Actually, there is a huge need to have Reserve MP badged and available for employment.  Just because you haven't seen that need within your experience in the Branch (whatever it is) doesn't mean that it isn't there.  A few examples off the top of my head:  MATA/PATA backfills, Domestic Ops when the expectation that "MP" being employed will have Law Enforcement training and capabilities especially since we all look the same in CADPAT with the MP identifier, Overseas Ops to enable them to fully integrate into the MP Unit during Operations other than warfighting, such as Bosnia when there was a mandate to take 20% reservists but the entire job was about policing the force and security operations which led to suboptimal employment of the reservists who went and additional work for the Reg Force MP because the reservists couldn't fulfill the full mandate of the position they occupied...shall I go on?  It does need to be done carefully and with forethought in order to place badged reserve MP where there is the opportunity to actually be employed on Police Operations when not employed otherwise in order to minimize skill fade.



			
				lyth said:
			
		

> So, since Res MP's only get CL3 and aren't badged, do RCAF Res MP's receive the CL9 training and badging? (If so, I might have to look into the Air Forces. The Army has always been my main interest, but life is about making sacrifices to get a good career.)

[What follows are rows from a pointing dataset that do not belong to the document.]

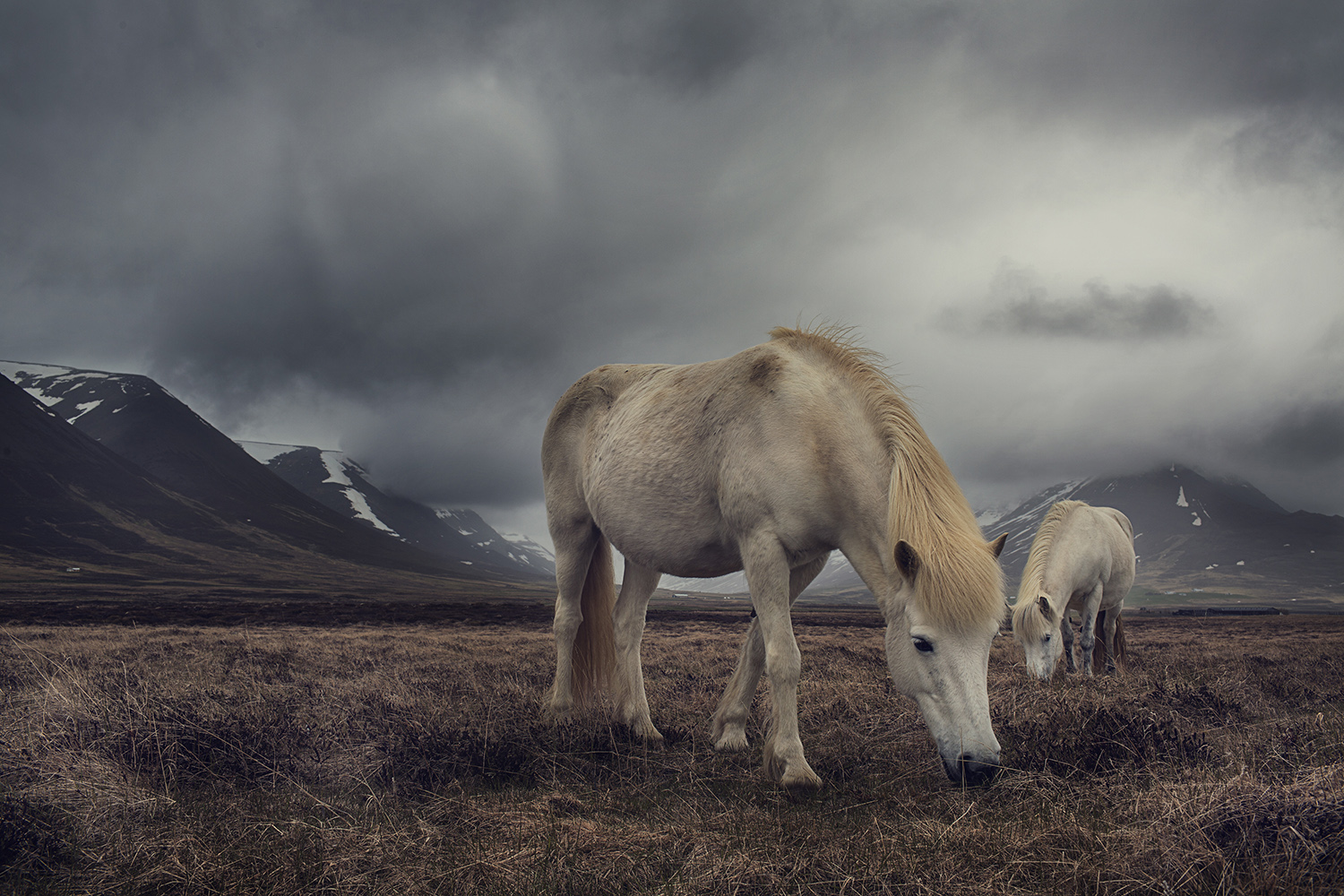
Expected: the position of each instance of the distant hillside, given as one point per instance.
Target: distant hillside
(1190, 530)
(163, 446)
(343, 485)
(75, 514)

Say what?  CL9?  In any case ARAF MP haven't been actively recruited from the street in a long time to the best of my knowledge.



			
				Eye In The Sky said:
			
		

> The RCAF doesn't have its "own" MPs.  I haven't seen every Wing or Base but I've never seen an ARAF MP.


Actually ARAF MP were fairly common back in the late 90s/early 2000s.  Places that had them (and some still do) off the top of my head were St John's, Greenwood, Trenton and Borden due to the ASF concept.  The Air Force had a good idea in that regard, they placed their ARAF MP on bases where the intent was the Reg Force MP would deploy on Roto 0, the ARAF MP would backfill into the Guardhouses and then be integrated into follow on rotations if the mission lasted.  Like I said above though, to the best of my knowledge they haven't been actively recruited off the street in years and the only ones still in existance were the original cadre who have just hung on, or Reg Force MP who retired into one of the positions and keep going as Class A.


----------



## Eye In The Sky (22 Oct 2013)

Learn something new every day.


----------



## ResMP (12 Nov 2013)

garb811 ... I don't know who you are but I like you! No need for me to chime in here. The posts are accurate. 

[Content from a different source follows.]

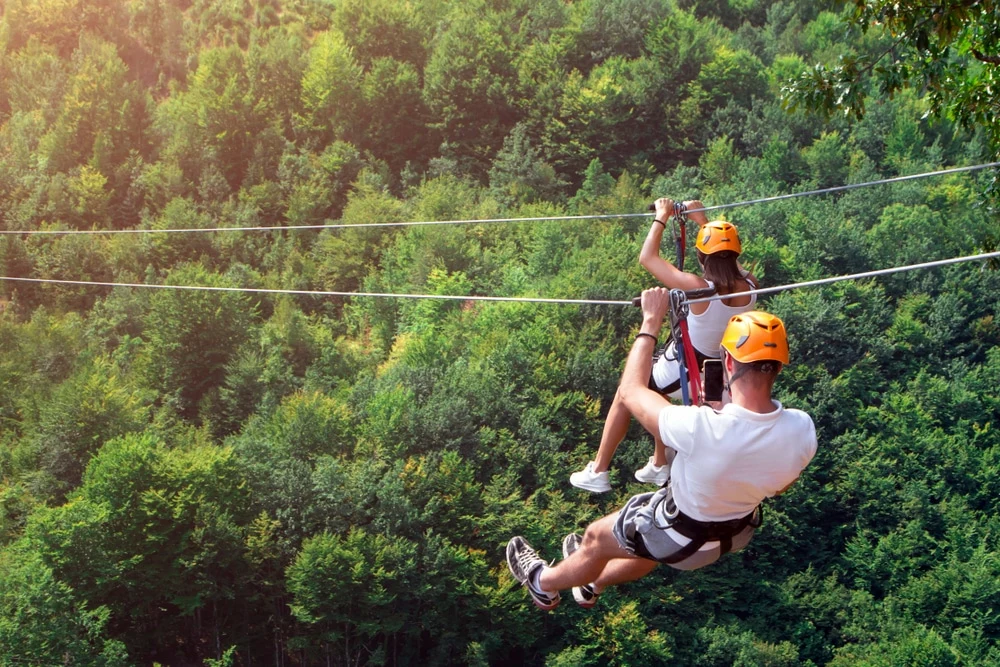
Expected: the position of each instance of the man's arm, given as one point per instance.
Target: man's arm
(644, 403)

If you only want to do Law Enforcement stuff, the Res MP is not for you. If you want to do some Army stuff with some LE flavour ... I got what you need!!!!!

You do not need a badge to get your feet wet or to do good work. In fact if your main objective is carrying a badge the Res MP, Reg Force MP, and possibly any civilian LE agency might not be the right fit for you.

I just spent 2 weeks training at the Homeland Security Federal Law Enforcement Training Facility. All thanks to my local Res MP unit. Driving, Running and Gunning, and training in advanced investigative techniques. And yes I am a Military Police Reservist.

Great opportunities in the CAF Reserve and the Military Police Branch.

"Badges? We don't need no stinking badges!"  ;D


----------



## Dissident (13 Nov 2013)

ResMP said:
			
		

> I just spent 2 weeks training at the Homeland Security Federal Law Enforcement Training Facility. All thanks to my local Res MP unit. Driving, Running and Gunning, and training in advanced investigative techniques. And yes I am a Military Police Reservist.



Just saying that you are "a Military Police Reservist" is borderline disingenuous, that is along the same line as saying Casey Ryback was just a cook.


----------



## ResMP (13 Nov 2013)

LMFAO .. I did not know who Casey Ryback was ...I had to google it ... that is good material. Well played!


----------



## Scott (13 Nov 2013)

ResMP said:
			
		

> LMFAO .. I did not know who Casey Ryback was ...I had to google it ... that is good material. Well played!



We are admitting them that young now? Say it ain't so!


----------



## Dissident (14 Nov 2013)

Scott said:
			
		

> We are admitting them that young now? Say it ain't so!



ResMP is apparently short on Pop culture references but he's been around a bit.


----------



## Radiant (2 Dec 2013)

Hello All,

I recently applied to 32 MP PL  in Toronto. I was wondering if there are any MP reserves on here who can share their experience such as duties they perform and what skills are learnt? Thank you in advance.

Radiant


----------



## ResMP (2 Dec 2013)

There has been significant discussion on Blueline.ca. under the Applicant forum. You can try searching my handle. Also try searching or googling Western Canadian Military Police. 

I would be glad to answer any questions you might have over on the recruiting thread on this forum.


----------